A reformulação ganhou força após Eddy Cue, vice-presidente sênior responsável pela área de serviços, assumir o comando das iniciativas de saúde da companhia. Em conversas com equipes internas, Cue avaliou que os produtos atuais da Apple não conseguem diferenciar a empresa de forma consistente frente à concorrência, especialmente quando comparados a plataformas especializadas como Oura Health Oy e Whoop Inc.
Segundo o executivo, aplicativos consolidados como o Apple Fitness e o app Saúde são amplamente utilizados, mas não posicionam a Apple como referência em inovação no setor. A partir dessa leitura, a empresa passou a considerar que um “coach de saúde” operado exclusivamente por IA não seria suficiente para impulsionar sua estratégia.
Com isso, a ideia do Mulberry deve ser absorvida por um plano mais amplo, que prevê a incorporação gradual de recursos de inteligência artificial aos serviços já existentes no ecossistema da Apple. Internamente, essas funções são associadas ao Health+, iniciativa que já teve o lançamento adiado duas vezes enquanto a empresa repensa como integrar IA de forma mais eficaz.
Leia também: Apple adiciona agentes da Anthropic e da OpenAI à sua ferramenta de programação
Outro elemento que pesou na decisão foi o desempenho de aplicativos de terceiros dentro da App Store.

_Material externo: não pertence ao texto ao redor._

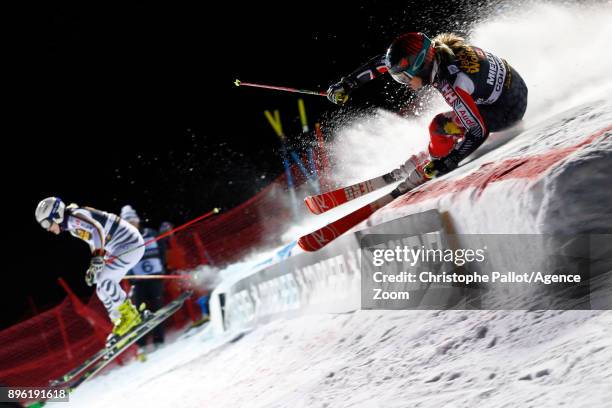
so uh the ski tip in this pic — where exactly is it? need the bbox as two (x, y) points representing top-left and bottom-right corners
(304, 197), (322, 215)
(298, 236), (320, 252)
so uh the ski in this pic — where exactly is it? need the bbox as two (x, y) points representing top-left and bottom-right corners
(304, 172), (398, 215)
(50, 291), (192, 389)
(49, 346), (108, 387)
(298, 188), (402, 251)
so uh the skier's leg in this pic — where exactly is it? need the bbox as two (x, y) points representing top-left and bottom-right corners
(149, 279), (166, 345)
(132, 281), (149, 348)
(96, 276), (125, 321)
(96, 242), (145, 324)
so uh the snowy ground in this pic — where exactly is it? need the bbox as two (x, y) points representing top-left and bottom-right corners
(59, 309), (612, 407)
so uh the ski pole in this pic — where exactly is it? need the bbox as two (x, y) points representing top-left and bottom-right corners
(122, 275), (193, 281)
(234, 79), (327, 97)
(106, 207), (221, 264)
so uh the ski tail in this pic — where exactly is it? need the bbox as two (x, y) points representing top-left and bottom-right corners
(55, 291), (192, 390)
(49, 347), (108, 387)
(304, 172), (396, 215)
(298, 191), (398, 251)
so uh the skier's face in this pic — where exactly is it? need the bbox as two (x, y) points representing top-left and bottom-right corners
(48, 222), (61, 235)
(390, 70), (424, 90)
(408, 75), (423, 90)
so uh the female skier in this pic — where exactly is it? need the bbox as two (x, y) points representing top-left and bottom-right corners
(35, 197), (145, 341)
(327, 32), (528, 191)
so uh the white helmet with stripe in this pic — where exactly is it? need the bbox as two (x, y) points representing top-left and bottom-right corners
(35, 197), (66, 229)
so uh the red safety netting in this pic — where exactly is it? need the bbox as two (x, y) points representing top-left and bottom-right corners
(0, 285), (196, 389)
(0, 295), (108, 387)
(0, 166), (314, 390)
(168, 167), (311, 269)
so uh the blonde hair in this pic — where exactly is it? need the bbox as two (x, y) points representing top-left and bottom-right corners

Plataformas como Strava e GymRats ganharam espaço ao oferecer registros detalhados e recursos sociais. O Strava, em particular, concorre diretamente com as funcionalidades nativas da Apple ao permitir o acompanhamento diário de métricas como frequência cardíaca, passos e distância percorrida.

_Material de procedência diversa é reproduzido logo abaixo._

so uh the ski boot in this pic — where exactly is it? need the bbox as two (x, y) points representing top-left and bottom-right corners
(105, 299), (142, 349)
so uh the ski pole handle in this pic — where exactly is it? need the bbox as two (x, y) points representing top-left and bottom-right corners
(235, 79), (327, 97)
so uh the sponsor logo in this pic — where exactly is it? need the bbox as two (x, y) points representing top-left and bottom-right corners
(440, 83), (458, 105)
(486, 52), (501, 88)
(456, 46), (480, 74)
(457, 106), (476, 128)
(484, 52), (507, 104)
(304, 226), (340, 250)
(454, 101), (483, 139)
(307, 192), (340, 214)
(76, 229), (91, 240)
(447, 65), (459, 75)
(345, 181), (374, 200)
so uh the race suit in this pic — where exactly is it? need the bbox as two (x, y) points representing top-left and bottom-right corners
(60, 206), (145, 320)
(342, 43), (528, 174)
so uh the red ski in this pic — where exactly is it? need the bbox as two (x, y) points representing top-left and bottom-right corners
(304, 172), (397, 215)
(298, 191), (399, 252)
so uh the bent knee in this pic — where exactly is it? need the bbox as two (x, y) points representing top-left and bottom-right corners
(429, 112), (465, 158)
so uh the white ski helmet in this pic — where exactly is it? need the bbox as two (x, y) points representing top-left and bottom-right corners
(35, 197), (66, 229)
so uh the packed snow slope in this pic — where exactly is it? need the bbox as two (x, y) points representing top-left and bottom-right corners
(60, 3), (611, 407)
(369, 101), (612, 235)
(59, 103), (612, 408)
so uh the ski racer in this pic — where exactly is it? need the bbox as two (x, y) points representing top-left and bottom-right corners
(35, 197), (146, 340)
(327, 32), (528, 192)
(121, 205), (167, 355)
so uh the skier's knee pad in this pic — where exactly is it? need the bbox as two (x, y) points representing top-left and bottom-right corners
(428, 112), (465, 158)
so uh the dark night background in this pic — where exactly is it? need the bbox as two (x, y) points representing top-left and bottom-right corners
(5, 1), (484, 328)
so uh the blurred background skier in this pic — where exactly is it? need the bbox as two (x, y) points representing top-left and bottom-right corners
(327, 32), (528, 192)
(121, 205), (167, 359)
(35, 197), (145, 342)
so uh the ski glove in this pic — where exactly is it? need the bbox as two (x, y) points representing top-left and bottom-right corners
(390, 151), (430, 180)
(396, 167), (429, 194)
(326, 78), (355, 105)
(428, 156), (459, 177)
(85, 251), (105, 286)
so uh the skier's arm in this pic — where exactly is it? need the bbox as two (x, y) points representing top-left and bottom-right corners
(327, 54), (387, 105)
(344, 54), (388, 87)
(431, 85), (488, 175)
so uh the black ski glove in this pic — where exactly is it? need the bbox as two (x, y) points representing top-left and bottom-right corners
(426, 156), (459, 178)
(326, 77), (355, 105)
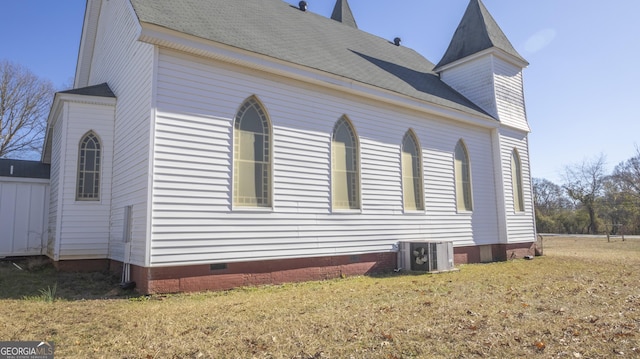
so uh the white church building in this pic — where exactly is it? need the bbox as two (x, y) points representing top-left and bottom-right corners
(39, 0), (535, 293)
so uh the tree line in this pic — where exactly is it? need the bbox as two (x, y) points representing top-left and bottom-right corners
(534, 152), (640, 235)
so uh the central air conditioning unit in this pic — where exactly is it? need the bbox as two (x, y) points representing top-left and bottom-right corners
(397, 240), (455, 273)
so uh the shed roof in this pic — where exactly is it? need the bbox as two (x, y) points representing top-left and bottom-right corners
(59, 83), (115, 98)
(435, 0), (528, 70)
(129, 0), (491, 119)
(0, 159), (50, 179)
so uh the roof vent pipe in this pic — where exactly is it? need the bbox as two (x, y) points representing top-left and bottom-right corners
(299, 1), (308, 11)
(394, 37), (401, 46)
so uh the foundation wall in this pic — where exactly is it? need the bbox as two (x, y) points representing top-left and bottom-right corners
(52, 242), (535, 294)
(131, 253), (396, 294)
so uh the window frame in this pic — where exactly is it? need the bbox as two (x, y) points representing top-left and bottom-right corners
(331, 116), (361, 211)
(232, 96), (273, 209)
(454, 139), (473, 212)
(76, 131), (102, 201)
(511, 148), (525, 212)
(401, 130), (425, 212)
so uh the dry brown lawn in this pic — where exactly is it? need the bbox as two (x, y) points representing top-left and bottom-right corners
(1, 236), (639, 358)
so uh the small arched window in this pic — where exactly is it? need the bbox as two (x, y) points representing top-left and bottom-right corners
(454, 140), (472, 211)
(233, 96), (272, 208)
(402, 130), (424, 211)
(511, 149), (525, 212)
(77, 131), (102, 201)
(332, 116), (360, 210)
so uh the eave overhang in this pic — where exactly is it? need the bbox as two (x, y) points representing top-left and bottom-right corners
(138, 23), (500, 130)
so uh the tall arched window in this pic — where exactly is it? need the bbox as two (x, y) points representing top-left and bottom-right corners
(454, 140), (472, 211)
(77, 131), (101, 201)
(511, 149), (525, 212)
(233, 96), (272, 208)
(332, 116), (360, 210)
(402, 130), (424, 211)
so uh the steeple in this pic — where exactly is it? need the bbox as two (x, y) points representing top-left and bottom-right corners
(435, 0), (527, 70)
(331, 0), (357, 29)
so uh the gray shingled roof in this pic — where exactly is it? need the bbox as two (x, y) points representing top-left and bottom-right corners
(129, 0), (492, 119)
(435, 0), (527, 70)
(331, 0), (358, 29)
(0, 159), (50, 179)
(59, 83), (115, 98)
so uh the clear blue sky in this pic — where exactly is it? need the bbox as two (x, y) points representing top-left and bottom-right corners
(1, 0), (639, 184)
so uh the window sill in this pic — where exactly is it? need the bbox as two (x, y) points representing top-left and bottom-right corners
(75, 199), (102, 203)
(331, 209), (362, 214)
(232, 206), (274, 213)
(403, 210), (426, 215)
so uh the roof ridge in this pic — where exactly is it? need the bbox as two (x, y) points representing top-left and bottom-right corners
(331, 0), (358, 29)
(435, 0), (527, 69)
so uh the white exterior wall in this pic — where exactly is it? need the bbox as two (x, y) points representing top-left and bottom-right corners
(54, 102), (114, 260)
(0, 178), (49, 257)
(439, 55), (529, 132)
(499, 128), (535, 242)
(149, 50), (502, 266)
(88, 0), (154, 266)
(493, 58), (529, 132)
(47, 116), (63, 258)
(439, 56), (498, 119)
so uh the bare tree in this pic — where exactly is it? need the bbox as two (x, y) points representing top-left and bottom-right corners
(533, 177), (572, 214)
(562, 154), (607, 234)
(0, 59), (55, 159)
(612, 147), (640, 198)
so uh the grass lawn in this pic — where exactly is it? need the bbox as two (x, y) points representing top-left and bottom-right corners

O Health+ chegou a ser concebido como um serviço capaz de fornecer recomendações personalizadas, combinando dados de dispositivos Apple com informações dos usuários. No entanto, o foco acabou se deslocando para conteúdos de vídeo, programas de treino e análise do sono, iniciativas que tiveram impacto limitado na diferenciação da marca.

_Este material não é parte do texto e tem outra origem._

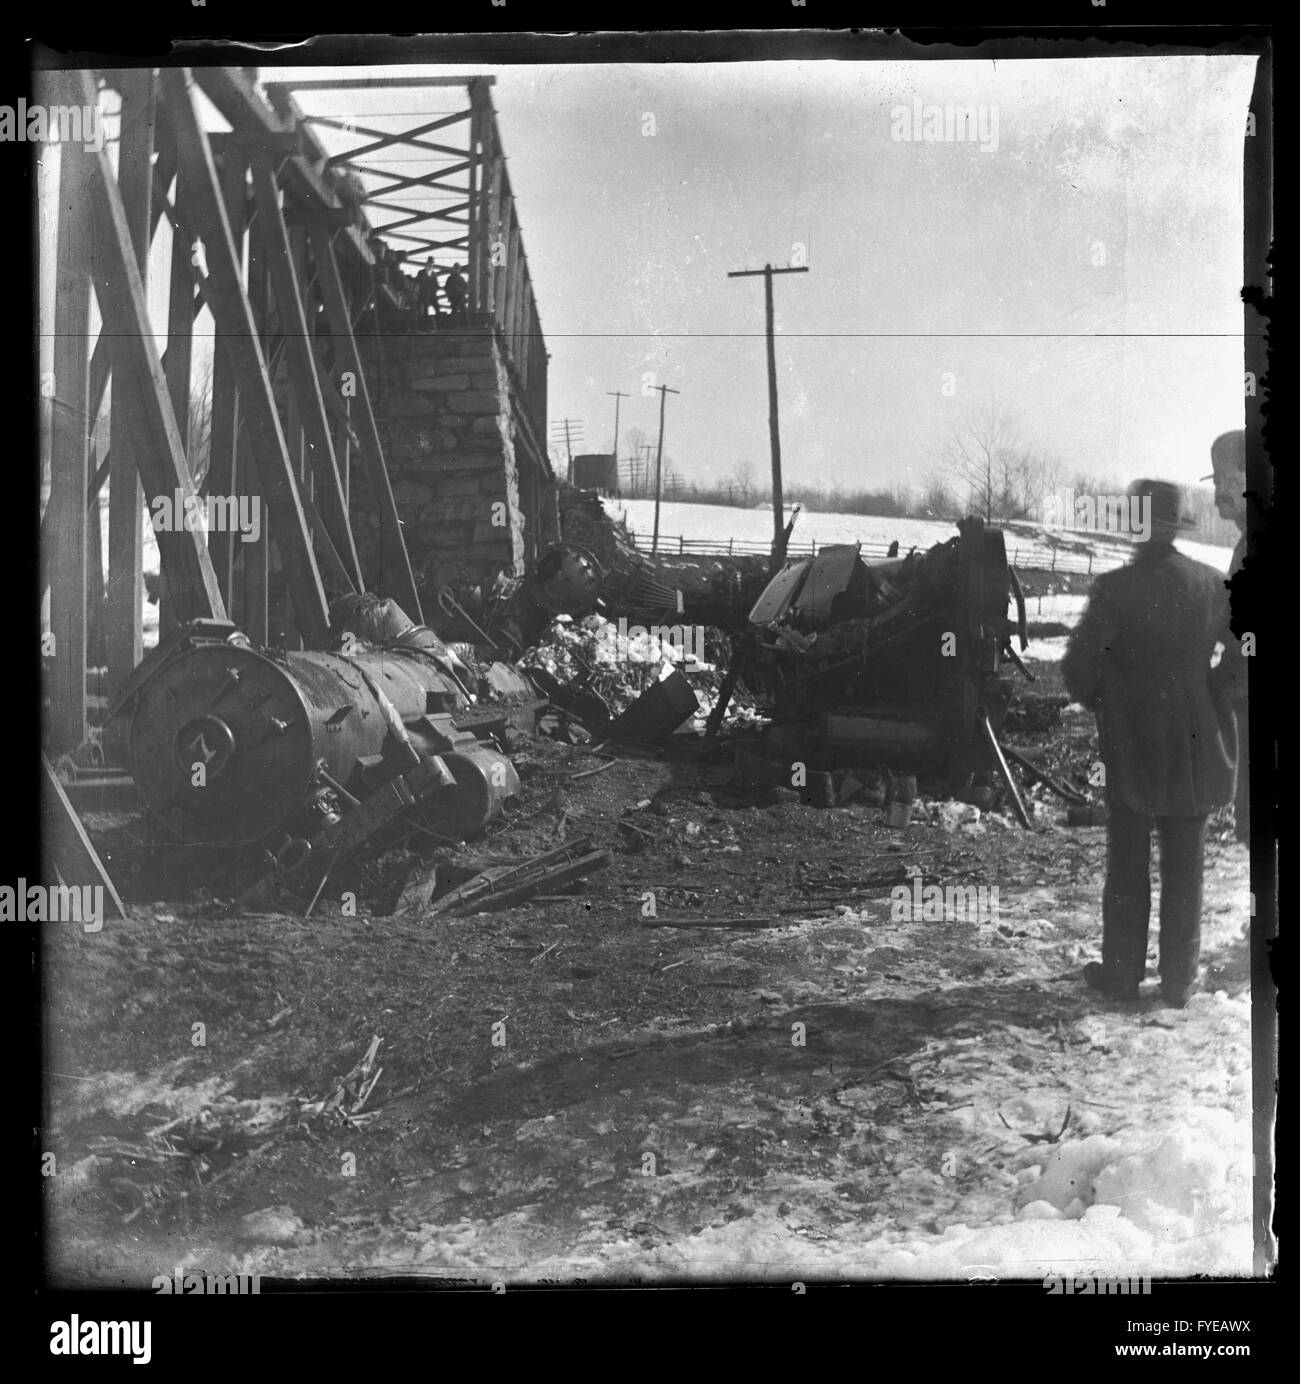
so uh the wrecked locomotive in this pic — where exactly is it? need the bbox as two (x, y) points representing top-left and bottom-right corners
(738, 516), (1032, 804)
(111, 596), (539, 887)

Agora, a Apple planeja investir em um novo caminho: a criação de um assistente virtual voltado a responder dúvidas dos usuários sobre saúde. O chatbot colocaria a empresa em competição direta com o Gemini da Google. Paralelamente, a companhia estuda lançar, a partir do iOS 27, uma versão da Siri dedicada exclusivamente a temas de saúde, integrada aos dados reunidos no Health+.